Maurice soupira; sa pensée vagabonde prenait une autre route et envisageait un autre horizon.

– Ce pauvre Maison-Rouge, murmura-t-il, voilà un triste jour pour lui.

– Hélas! dit Lorin, ce que je vois de plus triste dans les révolutions, Maurice, veux-tu que je te le dise?

– Oui.

– C’est que l’on a souvent pour ennemis des gens qu’on voudrait avoir pour amis, et pour amis des gens…

– J’ai peine à croire une chose, interrompit Maurice.

– Laquelle?

– C’est qu’il n’inventera pas quelque projet, fût-il insensé, pour sauver la reine.

– Un homme plus fort que cent mille?

– Je te dis: fût-il insensé… Moi, je sais que, pour sauver Geneviève…

Lorin fronça le sourcil.

– Je te le redis, Maurice, reprit-il, tu t’égares; non, même s’il fallait que tu sauvasses Geneviève, tu ne deviendrais pas mauvais citoyen. Mais assez là-dessus, Maurice, on nous écoute. Tiens, voici les têtes qui ondulent; tiens, voici le valet du citoyen Sanson qui se lève de dessus son panier, et qui regarde au loin. L’Autrichienne arrive.

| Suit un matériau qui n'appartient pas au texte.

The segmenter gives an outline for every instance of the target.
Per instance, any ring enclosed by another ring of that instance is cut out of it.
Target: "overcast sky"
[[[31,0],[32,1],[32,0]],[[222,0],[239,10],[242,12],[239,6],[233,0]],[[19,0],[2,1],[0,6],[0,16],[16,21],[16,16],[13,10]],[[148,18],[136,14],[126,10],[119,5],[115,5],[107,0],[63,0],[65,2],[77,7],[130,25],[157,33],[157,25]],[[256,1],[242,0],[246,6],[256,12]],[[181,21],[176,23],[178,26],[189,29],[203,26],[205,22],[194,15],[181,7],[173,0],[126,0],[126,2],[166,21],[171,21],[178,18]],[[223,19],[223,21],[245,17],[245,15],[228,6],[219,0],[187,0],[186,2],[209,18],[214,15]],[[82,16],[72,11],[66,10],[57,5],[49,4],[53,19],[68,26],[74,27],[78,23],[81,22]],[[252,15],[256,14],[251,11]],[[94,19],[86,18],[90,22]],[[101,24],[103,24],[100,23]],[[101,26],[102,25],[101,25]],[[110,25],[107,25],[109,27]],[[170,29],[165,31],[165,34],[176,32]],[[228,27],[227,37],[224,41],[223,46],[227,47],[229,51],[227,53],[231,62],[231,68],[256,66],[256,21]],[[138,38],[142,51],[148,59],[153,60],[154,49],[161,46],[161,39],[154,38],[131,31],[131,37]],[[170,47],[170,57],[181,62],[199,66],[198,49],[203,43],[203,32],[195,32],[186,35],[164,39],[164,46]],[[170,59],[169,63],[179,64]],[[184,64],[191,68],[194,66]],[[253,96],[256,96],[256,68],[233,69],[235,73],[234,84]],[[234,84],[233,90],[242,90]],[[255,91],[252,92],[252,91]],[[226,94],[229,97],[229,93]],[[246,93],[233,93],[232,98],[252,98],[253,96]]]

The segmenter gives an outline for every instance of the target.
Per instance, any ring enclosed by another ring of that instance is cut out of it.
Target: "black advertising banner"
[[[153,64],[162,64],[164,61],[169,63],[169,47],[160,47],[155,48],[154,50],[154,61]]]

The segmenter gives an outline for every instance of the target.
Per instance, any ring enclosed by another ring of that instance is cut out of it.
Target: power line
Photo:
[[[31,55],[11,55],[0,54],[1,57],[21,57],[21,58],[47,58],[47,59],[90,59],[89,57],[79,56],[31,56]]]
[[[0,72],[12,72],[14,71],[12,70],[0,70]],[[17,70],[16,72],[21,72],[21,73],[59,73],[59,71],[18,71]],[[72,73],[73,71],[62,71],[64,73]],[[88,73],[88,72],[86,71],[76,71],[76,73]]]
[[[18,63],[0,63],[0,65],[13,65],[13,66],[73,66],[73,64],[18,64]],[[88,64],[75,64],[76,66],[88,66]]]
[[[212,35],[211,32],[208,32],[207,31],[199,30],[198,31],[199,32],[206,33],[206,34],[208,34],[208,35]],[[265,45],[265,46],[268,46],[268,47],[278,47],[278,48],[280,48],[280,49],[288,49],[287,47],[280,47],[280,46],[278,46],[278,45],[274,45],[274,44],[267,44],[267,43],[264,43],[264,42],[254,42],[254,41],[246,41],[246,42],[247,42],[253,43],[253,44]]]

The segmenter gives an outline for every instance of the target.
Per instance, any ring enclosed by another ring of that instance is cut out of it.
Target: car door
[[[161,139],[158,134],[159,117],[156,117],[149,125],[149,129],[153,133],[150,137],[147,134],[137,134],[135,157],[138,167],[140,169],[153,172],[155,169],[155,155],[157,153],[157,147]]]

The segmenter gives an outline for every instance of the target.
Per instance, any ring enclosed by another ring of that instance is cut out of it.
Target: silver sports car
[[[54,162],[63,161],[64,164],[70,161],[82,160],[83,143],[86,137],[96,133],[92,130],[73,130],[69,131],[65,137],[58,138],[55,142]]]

En effet, comme pour accompagner cette ondulation qu’avait remarquée Lorin, un frémissement prolongé et croissant envahissait la foule. C’était comme une de ces rafales qui commencent par siffler et qui finissent par mugir.

Maurice, élevant encore sa grande taille à l’aide des poteaux du réverbère, regarda vers la rue Saint-Honoré.

– Oui, dit-il en frissonnant, la voilà!

En effet, on commençait à voir apparaître une autre machine presque aussi hideuse que la guillotine, c’était la charrette.

À droite et à gauche reluisaient les armes de l’escorte, et devant elle Grammont répondait avec les flamboiements de son sabre aux cris poussés par quelques fanatiques.

Mais, à mesure que la charrette s’avançait, ces cris s’éteignaient subitement sous le regard froid et sombre de la condamnée.

Jamais physionomie n’imposa plus énergiquement le respect; jamais Marie-Antoinette n’avait été plus grande et plus reine. Elle poussa l’orgueil de son courage jusqu’à imprimer aux assistants des idées de terreur.

Indifférente aux exhortations de l’abbé Girard, qui l’avait accompagnée malgré elle, son front n’oscillait ni à droite ni à gauche; la pensée vivante au fond de son cerveau semblait immuable comme son regard; le mouvement saccadé de la charrette sur le pavé inégal faisait, par sa violence même, ressortir la rigidité de son maintien; on eût dit une de ces statues de marbre qui cheminent sur un chariot; seulement, la statue royale avait l’œil lumineux, et ses cheveux s’agitaient au vent.

Un silence pareil à celui du désert s’abattit soudain sur les trois cent mille spectateurs de cette scène, que le ciel voyait pour la première fois à la clarté de son soleil.

Bientôt, de l’endroit où se tenaient Maurice et Lorin, on entendit crier l’essieu de la charrette et souffler les chevaux des gardes.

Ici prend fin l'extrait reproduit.